Devoted(96)
When the disposable phone rang, he knew who was calling, for only Haskell Ludlow had the number.
He took the call. “Life is good.”
“Life is complicated,” Haskell said.
“Tell me.”
“Our old friends in the pest-control service located that troublesome cockroach. Now they’re out of business.”
So the principals of Tragedy were dead. But they had found the cockroach, the hacker.
“Our new friends in pest control,” Haskell continued, “are ready to do the job.”
That would be Verbotski and the boys from Atropos.
“But the problem I’ve been dealing with,” Haskell said, “and the problem you’ve been dealing with have become the same problem.”
“How so?”
“You didn’t tell me that one of the ninety-three beat the big bang and hit the road.”
Shacket.
Dorian said. “You didn’t have a need to know. And how did you find out?”
“Yesterday, Mr. Ninety-three was a bad boy. You know how often he was a bad boy?”
“Twice,” Dorian said, referring to the murders of Painton Spader and the Klineman woman.
“Twice yesterday afternoon. But what you evidently don’t know is then he went to her house, made a scene, had to be restrained, but that didn’t work, and now he’s been bad twice again.”
Dorian pushed aside what remained of his breakfast. “Her house? Her who? Can we stop being too cute about this?”
“I don’t feel cute, actually.”
“No one can be listening, and if anyone is, he can’t know who the fuck we are.”
Still being half-cute, Haskell said, “You remember the guy who wanted to shit all over your archaea business?”
Jason Bookman.
“I remember.”
“His widow is in that town. Ninety-three has a thing for her. On the way to her house, he’s bad twice. Then he makes a try for her, ends up in bracelets, so he’s bad twice again and loose.”
“Why don’t I know about more than the first two he did? We own that jerkwater through our friendly AG. We’re supposed to be kept informed. This is supposed to be quashed, like it never happened.”
“That jerkwater isn’t Mayberry RFD, and apparently this particular khaki-ass bastard is a bad piece of work, wants to make himself a lawman star.”
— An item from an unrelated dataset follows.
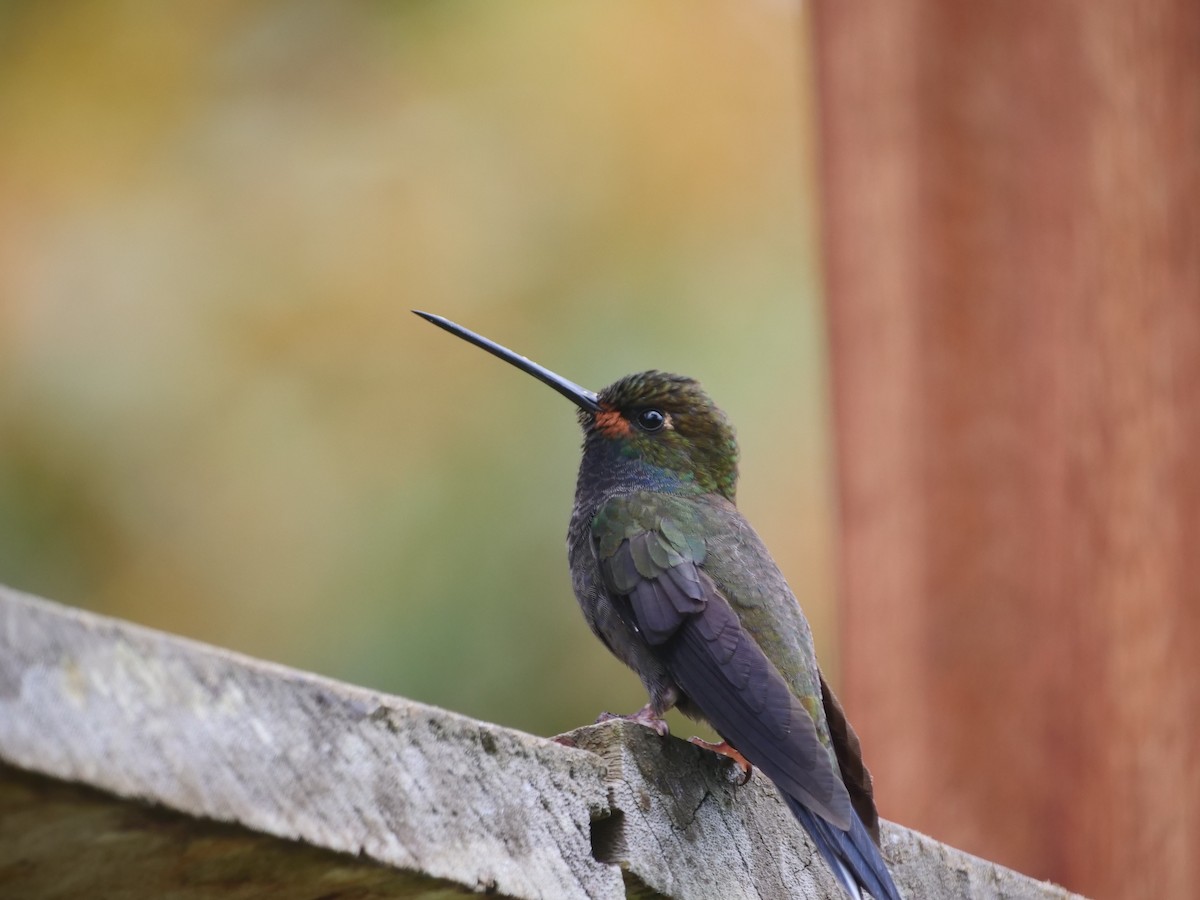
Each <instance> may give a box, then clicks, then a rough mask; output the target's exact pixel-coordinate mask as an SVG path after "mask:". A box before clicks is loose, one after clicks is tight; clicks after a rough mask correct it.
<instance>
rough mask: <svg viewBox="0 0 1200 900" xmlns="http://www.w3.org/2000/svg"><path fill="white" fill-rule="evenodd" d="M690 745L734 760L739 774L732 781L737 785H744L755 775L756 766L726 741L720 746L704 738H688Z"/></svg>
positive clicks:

A sludge of vitamin pills rose in Dorian’s throat. He swallowed hard and washed the resurgent wad down with a kale smoothie.
He said, “I’ll break that fucker down to dogcatcher. But I still don’t get how our two problems are one.”
“Our pest-control friends, the ones who aren’t in business anymore, they tracked the hacker to source. The widow.”
“Are you shitting me?”
“Somehow she got the Gordius ID and your Tragedy password, and she’s putting together a case.”
“The ungrateful bitch,” Dorian said.
“Maybe you should have let her have that block of shares.”
“By my calculations the option wasn’t vested yet. I’m not fucking Santa Claus. What’s holding you up from finishing the job?”
“The future dogcatcher is providing her with protection in case your bad boy comes back. Six men. They need to stand down, go away and eat some doughnuts.”
“I’ll get right on it. And what about Mr. Ninety-three?”
“He beheaded some hapless sonofabitch, jacked his pickup, a fancy hot-rod truck, easy to spot. So now they figure he’s long gone from that area, although they don’t want to take a chance with the widow. Something totally X-Files is going on with this guy. You have any idea what?”
Staring at the congealing eggs and avocados and crabmeat on his breakfast plate, Dorian said, “No. I don’t. Not a clue.”
104
Sheriff Hayden Eckman retreated to his residence on Sierra Way, the nicest street in Pinehaven.
The house provided ample space for a single man, was pleasantly furnished, included all the latest appliances, but the sheriff was not proud of it. Because he’d known that one day he would live in a much larger, much grander home, this place embarrassed him, not for any inadequacy in it, but because when eventually he achieved the status he deserved, he would not be able to say that he’d always lived at such a pinnacle, had always been among the elite. To a degree roots could be faked, the past papered over with lies, but some people would remember it was here that the great man had once lived, when he’d worn a uniform and been far too close to common.
Now he had to cope with the recognition that perhaps this was the grandest residence he would ever know. Which was so unfair. He had done everything right. He used his law degree to promote himself into the role of sheriff and salted the department with loyalists who were supposed to make sure everything occurring in Pinehaven County law enforcement would redound to his credit, even to his glory. He networked assiduously with leaders in adjacent counties and in Sacramento. He used far less campaign funds for personal expenses than he would have liked. He had $300,000 in cash, taken from Shacket’s Dodge Demon, when he could have been greedy and taken the other $100,000 that he had left in the car. And in spite of doing everything right, he now stood on the brink of disaster, ruin.